An antimicrobial protein, granulysin, is expressed selectively in CTL and NK cells (3, 32) and plays a critical role in defense against microbial invasion (33), including that by C. neoformans (11, 12). Previously, we have demonstrated that cytotoxic CD4⁺ T cells use granulysin to kill C. neoformans (12), and both STAT5 and PI3K are required for increased IL-2Rβ and granulysin expression in CD4⁺ T cells (23). However, little is known about the precise regulatory mechanisms underlying granulysin gene expression. T cell lymphoma lines of murine and human origin are often used as versatile tools for immunologic research (34). Additionally, in cell lines, IL-2 stimulation activates Jak/STAT cascades (35). Therefore, CRL-2105, a human CD4⁺ T cell line derived from peripheral blood of a patient with aggressive cutaneous T cell leukemia/lymphoma, was used in this study to characterize the expression of granulysin. We have demonstrated herein that the granulysin expression at both the level of mRNA and protein is augmented in CRL-2105 T cells stimulated with IL-2. Additionally, IL-2–stimulated CRL-2105 T cells acquired anticryptococcal activity and killed C. neoformans similar to primary CD4⁺ T cells. It was previously reported that A. laidlawii caused increased granulysin gene expression via the transcription factor AP-1 in the THP-1 human monocytic cell line (24). However, microbial lysates containing a wide array of components may induce multiple factors that stimulate transduction pathways and result in complicated and indirect genetic regulation.

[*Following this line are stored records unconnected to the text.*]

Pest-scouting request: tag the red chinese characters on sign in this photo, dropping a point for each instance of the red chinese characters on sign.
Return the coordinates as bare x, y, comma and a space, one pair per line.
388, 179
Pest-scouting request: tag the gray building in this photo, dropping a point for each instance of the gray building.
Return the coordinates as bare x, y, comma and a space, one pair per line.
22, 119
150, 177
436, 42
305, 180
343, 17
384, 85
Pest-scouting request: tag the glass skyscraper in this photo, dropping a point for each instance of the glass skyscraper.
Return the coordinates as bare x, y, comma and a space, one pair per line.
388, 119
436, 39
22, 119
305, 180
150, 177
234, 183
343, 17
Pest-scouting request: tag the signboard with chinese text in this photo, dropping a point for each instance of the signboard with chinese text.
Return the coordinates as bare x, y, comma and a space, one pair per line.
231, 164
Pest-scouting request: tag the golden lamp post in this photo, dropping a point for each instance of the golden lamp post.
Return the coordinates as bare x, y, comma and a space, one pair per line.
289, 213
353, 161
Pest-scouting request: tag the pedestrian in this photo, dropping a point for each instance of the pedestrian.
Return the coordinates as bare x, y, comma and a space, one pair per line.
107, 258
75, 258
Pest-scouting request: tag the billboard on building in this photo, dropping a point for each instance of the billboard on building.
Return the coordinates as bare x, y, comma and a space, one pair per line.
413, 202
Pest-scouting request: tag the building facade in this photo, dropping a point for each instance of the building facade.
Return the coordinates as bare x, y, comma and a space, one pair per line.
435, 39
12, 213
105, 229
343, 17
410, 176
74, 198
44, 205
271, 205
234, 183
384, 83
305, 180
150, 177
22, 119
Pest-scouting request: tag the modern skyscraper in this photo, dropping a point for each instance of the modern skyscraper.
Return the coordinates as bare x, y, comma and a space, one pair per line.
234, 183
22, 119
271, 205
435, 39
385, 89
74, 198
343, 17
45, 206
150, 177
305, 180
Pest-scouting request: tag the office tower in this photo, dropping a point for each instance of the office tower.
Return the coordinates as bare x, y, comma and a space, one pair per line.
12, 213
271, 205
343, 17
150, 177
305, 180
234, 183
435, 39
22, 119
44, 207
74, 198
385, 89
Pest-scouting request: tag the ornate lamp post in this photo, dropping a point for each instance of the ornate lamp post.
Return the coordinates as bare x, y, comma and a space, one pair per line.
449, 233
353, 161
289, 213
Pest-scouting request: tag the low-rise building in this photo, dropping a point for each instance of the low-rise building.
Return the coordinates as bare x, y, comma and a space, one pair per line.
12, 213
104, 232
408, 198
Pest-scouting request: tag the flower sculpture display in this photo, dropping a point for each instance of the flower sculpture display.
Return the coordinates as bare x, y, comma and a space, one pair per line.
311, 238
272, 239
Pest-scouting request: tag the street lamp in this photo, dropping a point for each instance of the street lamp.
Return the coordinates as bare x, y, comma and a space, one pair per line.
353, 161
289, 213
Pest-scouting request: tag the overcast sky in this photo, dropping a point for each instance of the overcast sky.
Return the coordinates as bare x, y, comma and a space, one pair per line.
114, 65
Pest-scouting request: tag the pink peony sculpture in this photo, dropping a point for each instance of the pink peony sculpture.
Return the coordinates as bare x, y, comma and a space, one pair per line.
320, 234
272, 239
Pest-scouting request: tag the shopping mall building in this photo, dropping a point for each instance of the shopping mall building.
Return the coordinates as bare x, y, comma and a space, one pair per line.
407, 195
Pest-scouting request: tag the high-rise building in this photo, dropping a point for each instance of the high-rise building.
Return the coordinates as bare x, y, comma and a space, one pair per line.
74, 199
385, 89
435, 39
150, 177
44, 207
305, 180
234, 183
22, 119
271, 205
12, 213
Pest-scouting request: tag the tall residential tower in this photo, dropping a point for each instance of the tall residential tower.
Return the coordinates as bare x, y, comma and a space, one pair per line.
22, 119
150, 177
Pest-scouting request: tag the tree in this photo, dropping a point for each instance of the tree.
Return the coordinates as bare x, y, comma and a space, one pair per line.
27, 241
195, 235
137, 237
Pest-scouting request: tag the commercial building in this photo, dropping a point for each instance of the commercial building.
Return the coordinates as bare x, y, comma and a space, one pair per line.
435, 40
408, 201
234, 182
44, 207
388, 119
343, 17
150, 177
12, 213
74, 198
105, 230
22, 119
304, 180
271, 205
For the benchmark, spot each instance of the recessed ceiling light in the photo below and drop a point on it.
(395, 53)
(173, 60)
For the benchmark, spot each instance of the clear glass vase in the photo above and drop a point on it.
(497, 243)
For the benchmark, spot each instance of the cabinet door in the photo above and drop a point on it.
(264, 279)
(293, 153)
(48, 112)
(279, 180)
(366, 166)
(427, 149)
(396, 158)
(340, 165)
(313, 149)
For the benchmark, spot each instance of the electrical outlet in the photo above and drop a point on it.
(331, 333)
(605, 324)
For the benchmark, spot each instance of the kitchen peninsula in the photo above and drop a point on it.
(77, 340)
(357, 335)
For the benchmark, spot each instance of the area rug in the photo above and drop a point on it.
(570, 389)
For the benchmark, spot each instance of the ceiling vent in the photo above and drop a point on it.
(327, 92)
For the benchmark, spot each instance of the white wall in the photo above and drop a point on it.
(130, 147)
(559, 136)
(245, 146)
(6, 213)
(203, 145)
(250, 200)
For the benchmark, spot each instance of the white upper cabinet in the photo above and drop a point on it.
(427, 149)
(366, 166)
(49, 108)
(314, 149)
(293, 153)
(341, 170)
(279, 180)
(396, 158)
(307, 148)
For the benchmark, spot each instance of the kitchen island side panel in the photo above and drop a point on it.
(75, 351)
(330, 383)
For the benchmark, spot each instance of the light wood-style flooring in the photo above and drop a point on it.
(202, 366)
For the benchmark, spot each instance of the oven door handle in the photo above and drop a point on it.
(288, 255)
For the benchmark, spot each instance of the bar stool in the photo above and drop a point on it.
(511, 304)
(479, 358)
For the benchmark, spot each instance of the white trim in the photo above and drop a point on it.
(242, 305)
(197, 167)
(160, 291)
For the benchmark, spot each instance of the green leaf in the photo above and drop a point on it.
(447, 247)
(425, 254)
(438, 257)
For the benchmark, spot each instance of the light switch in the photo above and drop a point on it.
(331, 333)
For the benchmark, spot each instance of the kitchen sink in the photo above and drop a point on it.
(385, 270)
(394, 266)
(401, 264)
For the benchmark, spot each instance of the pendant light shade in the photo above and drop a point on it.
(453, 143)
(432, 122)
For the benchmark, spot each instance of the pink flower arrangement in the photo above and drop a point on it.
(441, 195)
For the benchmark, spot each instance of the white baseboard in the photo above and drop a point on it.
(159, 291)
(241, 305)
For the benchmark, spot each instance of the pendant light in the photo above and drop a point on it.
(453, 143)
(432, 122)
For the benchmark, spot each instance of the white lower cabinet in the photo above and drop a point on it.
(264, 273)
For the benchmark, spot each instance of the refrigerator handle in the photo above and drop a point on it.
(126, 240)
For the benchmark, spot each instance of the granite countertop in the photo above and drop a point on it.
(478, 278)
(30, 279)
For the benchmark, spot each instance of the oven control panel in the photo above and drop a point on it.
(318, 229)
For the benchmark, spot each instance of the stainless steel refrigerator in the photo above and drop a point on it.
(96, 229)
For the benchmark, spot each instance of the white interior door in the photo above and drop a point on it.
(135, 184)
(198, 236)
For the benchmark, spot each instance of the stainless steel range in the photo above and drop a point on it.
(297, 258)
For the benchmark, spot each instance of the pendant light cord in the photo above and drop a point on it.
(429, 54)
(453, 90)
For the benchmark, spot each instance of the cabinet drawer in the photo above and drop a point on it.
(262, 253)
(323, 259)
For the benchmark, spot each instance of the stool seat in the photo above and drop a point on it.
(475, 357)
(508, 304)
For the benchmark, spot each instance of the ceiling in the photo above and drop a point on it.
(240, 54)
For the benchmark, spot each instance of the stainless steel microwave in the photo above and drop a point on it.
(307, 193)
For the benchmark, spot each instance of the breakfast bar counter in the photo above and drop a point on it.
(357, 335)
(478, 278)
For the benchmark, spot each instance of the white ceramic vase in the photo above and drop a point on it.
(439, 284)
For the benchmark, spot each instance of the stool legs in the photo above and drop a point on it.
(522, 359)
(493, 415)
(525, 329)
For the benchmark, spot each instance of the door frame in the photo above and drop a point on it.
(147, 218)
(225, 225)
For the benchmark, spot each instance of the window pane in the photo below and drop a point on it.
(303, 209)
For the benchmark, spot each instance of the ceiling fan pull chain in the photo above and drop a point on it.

Studies examining the regulation of granulysin are limited compared with those of perforin and granzymes, in part due to the lack of a murine gene homolog (26). Our results demonstrated that IL-2 stimulated and enhanced the expression of granulysin via transcription factor binding sites upstream of the granulysin promoter. Indeed, strong enhancer activity was detected in construct pGL3−19,802/−17,802 that increased promoter activity ~17-fold in CRL-2105 T cells, suggesting that cell-specific transcription factors were binding to this region upstream of the promoter. Furthermore, high-level inducible transcriptional activity of pGL3−19,802/+62 was also detected in human primary CD4⁺ T cells, further demonstrating that the data from CRL-2105 T cells correctly reflected those of human primary CD4⁺ T cells. Additionally, IL-2 increased the transcriptional activity of the construct compared with the SV40 promoter alone irrespective of the orientation of the regulatory DNA. This region, −19,802 to −17,802 bp, contains a potential STAT binding site (TTCCAGGAA) at 218,215. The same palindromic core motif, TTCN_2–4GAA, has been found in sequences recognized by all STATs (36), which further confirmed that the enhancer element of the granulysin gene identified in this study was a genuine STAT5 binding site. Mutation of the STAT5 binding element further demonstrated the essential role of the element in driving granulysin promoter activity in T cells. Indeed, a search for single-nucleotide polymorphisms as an indication of natural human variants in the identified STAT5 binding site failed to reveal any known single-nucleotide polymorphisms in this region, suggesting that this identified enhancer element is highly conserved.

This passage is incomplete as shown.